This new drug can help in the end of the trauma disorder to abandon the shock

In a new discovery, scientists at the Basic Science Institute (IBS) and the University of Ewha Womans discovered a new mechanism for security disorders (IBS).

Leaded by Dr. C. Justin Lee at the Center for Perception, Cognition, Suggestions and Professor Liu in Keon at the Iowha University Women, the team showed that excessive Gaba (gamma aminopotrich acid) is produced by stellar cells, which are a star -shaped support cells in the brain, provoking the brain’s ability to get out of the memories of fear. This deficit is an essential feature of post -traumatic necessities and helps explain the reason for the continued painful memories after a long period of the threat.

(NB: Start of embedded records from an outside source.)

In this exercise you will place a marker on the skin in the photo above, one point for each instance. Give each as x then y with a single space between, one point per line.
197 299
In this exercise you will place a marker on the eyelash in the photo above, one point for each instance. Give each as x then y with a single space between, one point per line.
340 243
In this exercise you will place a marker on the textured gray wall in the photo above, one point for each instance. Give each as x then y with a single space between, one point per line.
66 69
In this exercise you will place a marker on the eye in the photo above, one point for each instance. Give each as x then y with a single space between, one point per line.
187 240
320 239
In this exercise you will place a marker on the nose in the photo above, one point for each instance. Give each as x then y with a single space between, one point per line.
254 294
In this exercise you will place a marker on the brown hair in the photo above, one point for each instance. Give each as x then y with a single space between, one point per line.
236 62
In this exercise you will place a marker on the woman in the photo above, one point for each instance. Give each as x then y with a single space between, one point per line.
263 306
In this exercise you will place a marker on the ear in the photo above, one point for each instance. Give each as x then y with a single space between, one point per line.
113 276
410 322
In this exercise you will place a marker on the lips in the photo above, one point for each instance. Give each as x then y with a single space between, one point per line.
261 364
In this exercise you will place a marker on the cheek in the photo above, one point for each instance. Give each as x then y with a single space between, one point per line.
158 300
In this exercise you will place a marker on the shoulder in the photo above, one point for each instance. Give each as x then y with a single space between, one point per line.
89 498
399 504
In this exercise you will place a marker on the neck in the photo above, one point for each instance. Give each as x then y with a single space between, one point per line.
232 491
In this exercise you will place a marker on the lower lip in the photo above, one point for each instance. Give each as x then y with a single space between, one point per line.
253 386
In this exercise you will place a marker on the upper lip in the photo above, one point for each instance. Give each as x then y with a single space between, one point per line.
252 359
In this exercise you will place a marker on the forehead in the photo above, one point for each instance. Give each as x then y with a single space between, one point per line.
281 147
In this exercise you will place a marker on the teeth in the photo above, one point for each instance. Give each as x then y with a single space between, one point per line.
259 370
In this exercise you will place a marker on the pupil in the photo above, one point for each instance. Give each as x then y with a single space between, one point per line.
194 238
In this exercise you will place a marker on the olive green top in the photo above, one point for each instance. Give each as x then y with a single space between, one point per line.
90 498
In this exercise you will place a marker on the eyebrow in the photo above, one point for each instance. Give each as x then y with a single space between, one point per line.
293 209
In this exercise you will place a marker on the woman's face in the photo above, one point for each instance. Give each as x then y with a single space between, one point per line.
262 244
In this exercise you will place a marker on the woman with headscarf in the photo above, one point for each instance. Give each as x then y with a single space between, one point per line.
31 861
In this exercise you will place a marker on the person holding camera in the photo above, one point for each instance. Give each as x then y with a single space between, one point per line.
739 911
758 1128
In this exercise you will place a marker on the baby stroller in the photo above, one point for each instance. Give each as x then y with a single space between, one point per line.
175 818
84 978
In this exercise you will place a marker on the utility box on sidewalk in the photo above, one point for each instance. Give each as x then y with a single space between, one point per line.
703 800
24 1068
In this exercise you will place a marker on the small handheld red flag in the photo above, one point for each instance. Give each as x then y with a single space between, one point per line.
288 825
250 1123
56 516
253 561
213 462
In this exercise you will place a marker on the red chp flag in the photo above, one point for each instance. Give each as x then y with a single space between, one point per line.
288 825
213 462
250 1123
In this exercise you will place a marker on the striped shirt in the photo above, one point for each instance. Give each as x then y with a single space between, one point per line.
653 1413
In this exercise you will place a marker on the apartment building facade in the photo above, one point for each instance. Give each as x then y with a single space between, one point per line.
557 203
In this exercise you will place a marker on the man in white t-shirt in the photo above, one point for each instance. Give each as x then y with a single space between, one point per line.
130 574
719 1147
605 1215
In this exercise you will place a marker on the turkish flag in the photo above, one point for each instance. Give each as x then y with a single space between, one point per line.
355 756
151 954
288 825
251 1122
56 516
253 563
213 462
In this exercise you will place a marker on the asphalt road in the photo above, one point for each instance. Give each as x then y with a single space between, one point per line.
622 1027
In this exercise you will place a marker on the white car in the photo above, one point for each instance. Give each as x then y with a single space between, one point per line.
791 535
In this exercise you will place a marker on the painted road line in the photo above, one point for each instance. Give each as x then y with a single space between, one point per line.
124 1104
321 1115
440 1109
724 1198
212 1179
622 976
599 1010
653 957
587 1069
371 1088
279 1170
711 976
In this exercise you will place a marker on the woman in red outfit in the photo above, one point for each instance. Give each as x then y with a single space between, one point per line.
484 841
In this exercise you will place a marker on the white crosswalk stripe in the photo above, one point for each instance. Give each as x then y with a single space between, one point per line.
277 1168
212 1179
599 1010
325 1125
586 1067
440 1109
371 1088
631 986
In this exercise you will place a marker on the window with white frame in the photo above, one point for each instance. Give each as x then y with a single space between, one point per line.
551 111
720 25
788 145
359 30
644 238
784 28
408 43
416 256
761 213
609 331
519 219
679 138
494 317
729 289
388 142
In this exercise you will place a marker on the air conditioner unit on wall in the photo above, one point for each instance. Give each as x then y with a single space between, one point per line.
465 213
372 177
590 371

It is important, the researchers found that a drug is launched in the brain called KDS2010, which blocks an enzyme of monochromatic oxidase responsible for the unnatural GABA production, can reflect symptoms similar to PTSD. The drug has already passed safety experiences in the first stage in humans, making it a strong candidate for future trauma disorder treatments.

It is still difficult to treat post -traumatic disorder, with current drugs that target serotonin paths that provide limited comfort to many patients. The new study focused on the medial frontal lobe (MPFC), which is a decisive brain area to regulate fear, and found that patients with post -traumatic disorder have unusually high levels of GABA and reduce cerebral blood flow in this region. These results appeared from brain imaging studies for more than 380 participants. More importantly, GABA levels have decreased in patients who showed a clinical improvement, pointing to the main role of the chemical in healing.

To detect the origin of this excess GABA, researchers examined the human brain tissue after death and used mouse models that resemble PTSD. They discovered that stellar cells, not neurons, were producing abnormal quantities of GABA through the mono -Emin’s oxidase (MAOB). This star neurological activity derived from stellar cells, which prevents the brain’s ability to forget painful memories.

When the researchers managed KDS2010, a very selective MAOB inhibitor that could be reflected in the Irritable Bowel Syndrome, mice showed natural brain activity and managed to extinguish fear responses. The drug lowering GABA levels, the recovery blood flow in MPFC, and the mechanisms of re -enabled memory extinction. Thus, the study confirms that MAOB is as a major motor for post -traumatic disorder symptoms, and mab in supply as a viable therapeutic path.

The main challenge of the study was to link clinical results in humans with cellular mechanisms in the laboratory. The researchers addressed this by implementing a “reverse” strategy: they started to wipe the clinical brain and move back to determine the cell source of a functional defect, then they confirmed the mechanism and the effects of drugs tested in animal models. This approach led to a new understanding of how the glial cells – which are believed to be negative – are active symptoms.

“This study is the first to determine GABA, which is derived from the stellar cells as a major patient driver for extinction inability to fear in post -traumatic disorder,” said Dr. Won Wajin, a post -PhD researcher and author of the first study. “The results we have reached not only reveal a new mechanism based on the survival under the trauma disorder, but also provides pre -clinical evidence on a new therapeutic approach using MABIB inhibitor.”

Director Justin Lee, who led the study, stressed that “this work represents a successful example of reverse research, as clinical results in man led to discovering the basic mechanisms in animal models. By identifying the star GABA as a satisfactory share such as PTSSIC, there can also be no other reverse share, PTSARSIC cannot also be obtained.

Researchers are planning to continue the investigation of the targeted target treatments for various psychological nervous disorders. With the presence of KDS2010 currently in clinical trials for the second stage, this discovery may soon lead to new options for patients whose symptoms have not responded to traditional treatments.